Nemen we dan even ‘Hoe Vlaamsch kan de poëziewereld zijn?’ Hoorne reloaded, zeg maar. Waarover gaat die?
Deze tekst is niets meer en niets minder dan een verslag van het opstootje rond de tekst van Hans Vandevoorde. Die besliste namelijk zijn door Yang bestelde recensie ‘Het Nieuw Vlaams Getto’ terug te trekken en, zoals dat hoort, op de Contrablog te publiceren. Omdat Hoorne blijkbaar niet in staat is zelf een intelligente en/of fundamentele kritiek op HNF te formuleren, zuigt hij zich ook in deze tekst alweer als een parasiet vast op een andere tekst, het stuk van Vandevoorde. Vandevoorde levert hem met andere woorden de argumenten die hij zelf niet kon bedenken. Als Hoorne al een poging doet om zelf te denken, loopt het mis:
‘Een reactie van de HNF-samenstellers op hun weblog bleef niet uit: “Het bestaan van een oeuvre als dat van Van de Woestijne blijkt volgens Vandevoorde dus een noodzakelijke voorwaarde voor het bestaan van een oeuvre als Bloem: ‘Zonder X geen Y’. Verschijnsel Y vindt alleen plaats als verschijnsel X als voorwaarde vervuld is.” Zo letterlijk bedoelde Vandevoorde dat natuurlijk niet. Hij zegt dat het oeuvre van Bloem anders zou zijn geweest indien Karel Van de Woestijne niet had bestaan. Door de woorden van Vandevoorde letterlijk te nemen, proberen Van Bastelaere, Jans en Peeters hem belachelijk te maken.’
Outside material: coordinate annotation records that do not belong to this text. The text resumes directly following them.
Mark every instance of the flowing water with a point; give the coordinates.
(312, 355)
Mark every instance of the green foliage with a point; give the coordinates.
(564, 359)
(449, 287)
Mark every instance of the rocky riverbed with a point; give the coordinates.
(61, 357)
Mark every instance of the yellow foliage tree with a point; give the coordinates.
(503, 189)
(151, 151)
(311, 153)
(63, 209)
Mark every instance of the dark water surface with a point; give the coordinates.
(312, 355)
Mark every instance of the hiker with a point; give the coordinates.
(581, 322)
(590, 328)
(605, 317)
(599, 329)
‘Zonder Novalis, Keats, Jean Paul, Nerval, Heym en Trakl geen Gilliams’
“Zo letterlijk bedoelde Vandevoorde dat natuurlijk niet,” schrijft Hoorne. Ooit gehoord van the intentional fallacy, Philip? Hoe weet Hoorne wat Vandevoorde bedoelde? Zijn ze samen gaan kamperen? De tekst is de tekst en de tekst laat de HNF-lectuur perfect toe. Meer zelfs: de geciteerde passage lijkt redelijk dwingend tot deze lectuur te leiden.
Jammer genoeg voor Hoorne liet de eindredacteur van Knack de passage ‘Zonder Kloos was er geen Van de Woestijne, zonder Van de Woestijne geen J.C. Bloem, zonder J.C. Bloem geen Gilliams’ als citaat vet bij de tekst zetten. Om Vandevoordes uitspraak kracht bij te zetten, werden de foto’s van de vier dichters prominent boven het artikel geplaatst.
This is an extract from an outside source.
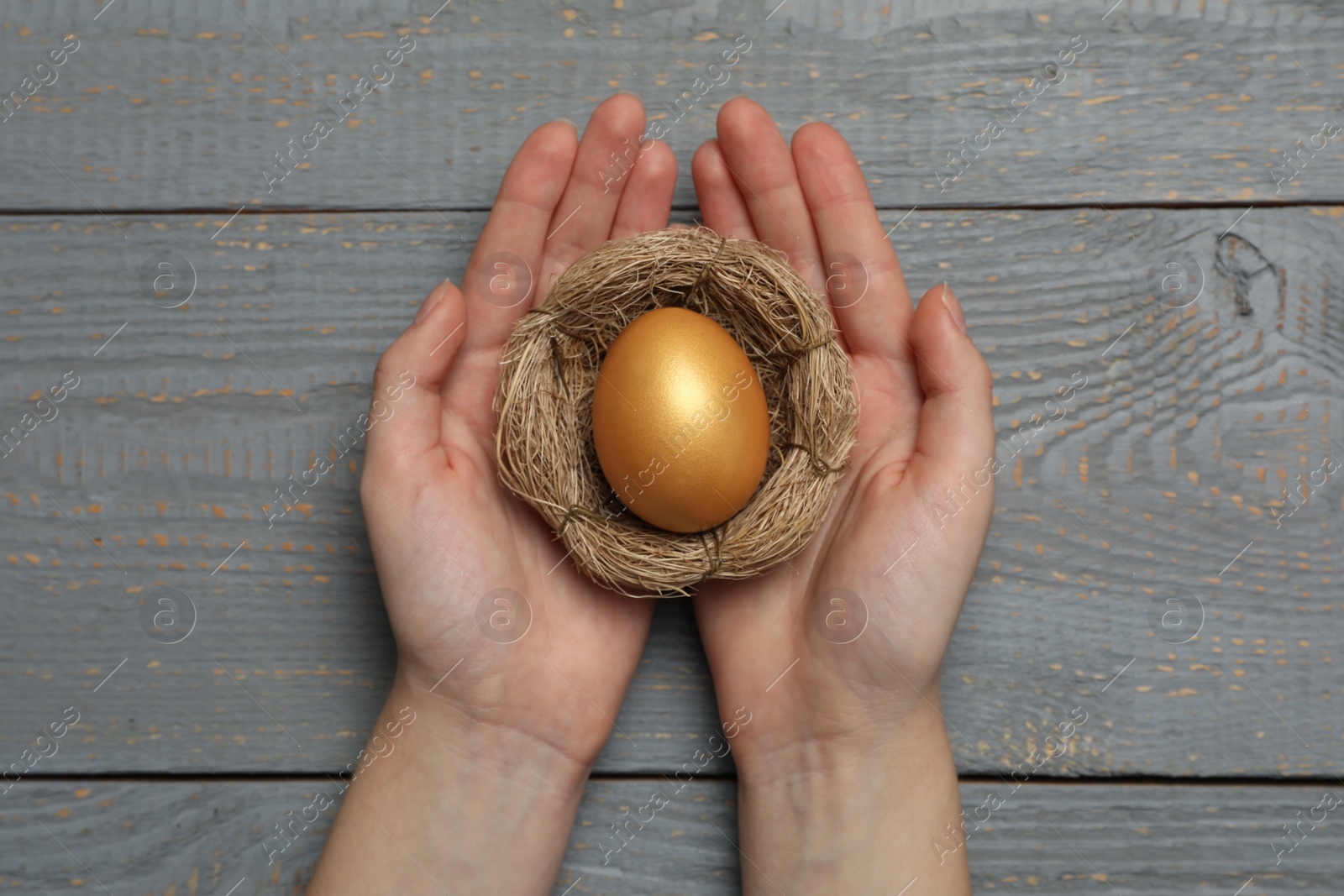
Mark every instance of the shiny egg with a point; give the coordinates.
(680, 422)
Daarmee zet Knack de categoriciteit van Vandevoordes uitspraak nog maar eens vet in de verf en wordt duidelijk dat er dus helemaal geen sprake is van een andere Bloem, zoals de schijnbaar zelfstandig denkende Hoorne beweert, maar van geen Bloem at all. Indien niet Karel, dan geen Bloem. Wat Vandevoorde eigenlijk zegt, is dat Van de Woestijne Bloem tot Bloem gemaakt heeft. Van de Woestijne heeft volgens Vandevoorde een determinerende invloed op de identiteit van Bloem als dichter gehad. Bloem = Bloem door Van de Woestijne. Het is voor Vandevoorde zelfs ondenkbaar dat Bloem er was geweest zonder Van de Woestijne. Men noemt dit: ‘de tol van de retoriek’.
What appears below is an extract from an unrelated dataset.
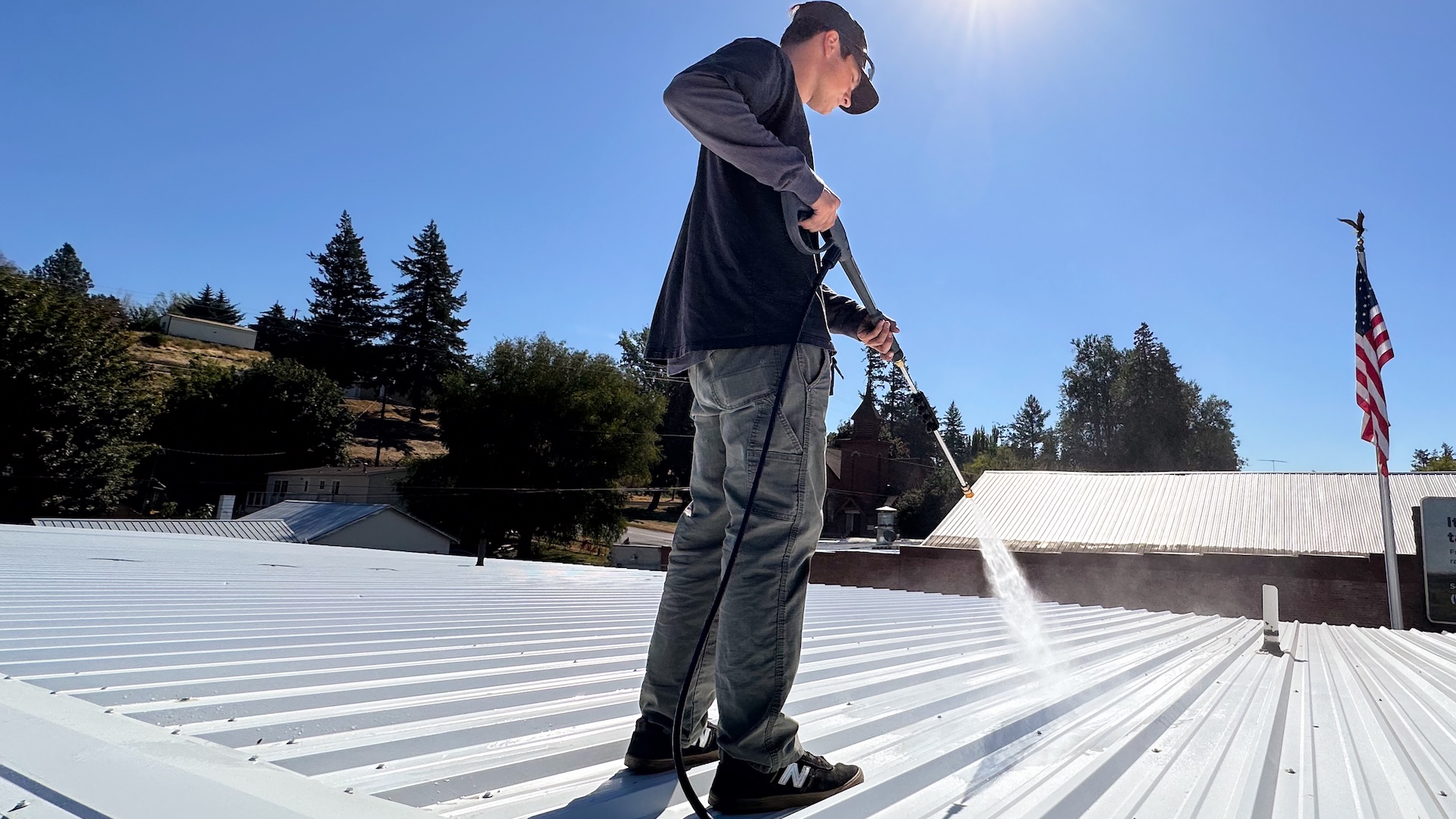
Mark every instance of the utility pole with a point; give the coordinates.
(379, 439)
Bovendien (maar dat heeft allang niets meer met Hoorne te maken) creëert Vandevoordes juxtapositie een ketting van noodzakelijkheid die redelijk deterministisch is, waardoor het lijkt alsof Bloem een noodzakelijke tussenschakel tussen Van de Woestijne en Gilliams is, terwijl Gilliams vroege werk talrijke echo’s uit Van de Woestijnes werk bevat. We hadden zelfs kunnen zeggen: ‘Zonder Novalis, Keats, Jean Paul, Nerval, Heym en Trakl geen Gilliams’. Dat zijn namelijk de auteurs die Gilliams zelf vermeldt als zijn romantische voorbeelden (Geciteerd in Buelens, 2001:455). Wat nog maar eens onze uitgangshypothese bevestigt: Nederland is een buitenland, net zoals Frankrijk en India dat zijn. Voor de innovatie van het Vlaamse poëtische systeem is er zelfs geen sprake van een bevoorrechte relatie Nederland-Vlaanderen. Andere literaturen dan de Nederlandse hebben mogelijk meer bijgedragen tot de vernieuwing van de Vlaamse poëzie. Dat lijkt ook logisch: de afstand is groter, al was het maar omdat het om literatuur in een andere taal gaat, zodat de profaniteit die uit Turkije, Brazilië, Ierland of Amerika in het Vlaamse systeem wordt geïntroduceerd een sterker innovatief effect kan hebben.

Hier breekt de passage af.